The second view was whether an India-Pakistan war becomes a real prospect and then the world will wake up to resolve the issue. “These two scenarios can bring about a real change,” Munir Akram said.

Any threat or a possibility of a nuclear war will shake the world and will be stopped at any cost. Pakistan will only be told not to react but under real pressure of defeat in Kashmir, India can divert attention. Pakistan will have no choice.

The fact on ground is that in a conventional military war in Punjab or Sindh borders, both the armies will not win a decision victory but Pakistan Air Force, a far better force than the IAF, will make the difference. The Indians know it and was proved in February. That may lead India to make a nuclear threat but it would be counter-productive as Pakistan has far greater tactical nuclear/missile capability. The world knows it and may not allow it in a battlefield.

So as Ikram Sehgal said on TV, Pakistan must use its diplomatic offensive through old diplomats who have known friends in world capitals. This war of words can continue but all depends on how the Kashmiris react and how fiercely.

The key is that Pakistan must focus on telling the world, and now, with all the force it can muster, where the situation is heading for.

We must say clearly that India is inviting a disaster but we will have nothing to do with it.

Suicide attacks in Srinagar, New Delhi or BJP leaders including Modi, anywhere will only be an outcome of Modi’s Nazi policies.

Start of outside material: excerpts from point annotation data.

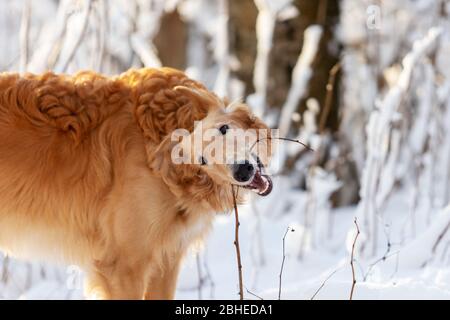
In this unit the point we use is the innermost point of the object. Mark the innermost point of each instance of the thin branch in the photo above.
(77, 43)
(439, 238)
(200, 277)
(236, 244)
(282, 262)
(329, 96)
(283, 139)
(253, 294)
(325, 281)
(24, 36)
(352, 259)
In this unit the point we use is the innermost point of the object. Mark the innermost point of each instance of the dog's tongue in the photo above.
(262, 183)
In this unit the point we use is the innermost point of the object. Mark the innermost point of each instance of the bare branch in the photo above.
(352, 259)
(24, 36)
(325, 281)
(236, 244)
(77, 43)
(282, 263)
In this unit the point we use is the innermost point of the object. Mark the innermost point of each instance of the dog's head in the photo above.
(229, 147)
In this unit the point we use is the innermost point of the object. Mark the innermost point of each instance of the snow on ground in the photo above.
(322, 272)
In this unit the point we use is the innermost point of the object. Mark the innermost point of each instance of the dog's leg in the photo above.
(162, 286)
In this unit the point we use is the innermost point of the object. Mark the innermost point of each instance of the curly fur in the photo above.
(85, 178)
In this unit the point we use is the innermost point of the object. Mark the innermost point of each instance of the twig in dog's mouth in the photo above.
(283, 139)
(236, 243)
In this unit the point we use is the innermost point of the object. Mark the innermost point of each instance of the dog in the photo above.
(87, 175)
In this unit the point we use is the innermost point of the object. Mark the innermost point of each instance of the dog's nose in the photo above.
(243, 172)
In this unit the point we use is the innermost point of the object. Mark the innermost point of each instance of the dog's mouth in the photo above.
(261, 184)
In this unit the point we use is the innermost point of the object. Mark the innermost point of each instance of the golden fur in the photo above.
(85, 176)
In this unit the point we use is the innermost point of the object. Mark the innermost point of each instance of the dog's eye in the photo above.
(223, 129)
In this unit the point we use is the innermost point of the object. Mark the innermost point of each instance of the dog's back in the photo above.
(55, 166)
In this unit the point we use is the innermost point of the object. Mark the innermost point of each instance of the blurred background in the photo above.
(366, 83)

Once the message gets through, Pakistan and India will then re-evaluate their positions.

India has put itself in a tight corner and if the Indians are ready to become the next Afghanistan, it is their choice.

Let it be known that the mercenary fighters, who defeated the Russians and the Americans, are now ready with their rhetoric and arsenals, and jobless youth, to take on India. Already some voices are being heard.

Pakistan only has to watch out and not get caught in this war.

But if India imposed one, Pindi leaders have said it clearly that they are ready.

Let the world also listen and get ready.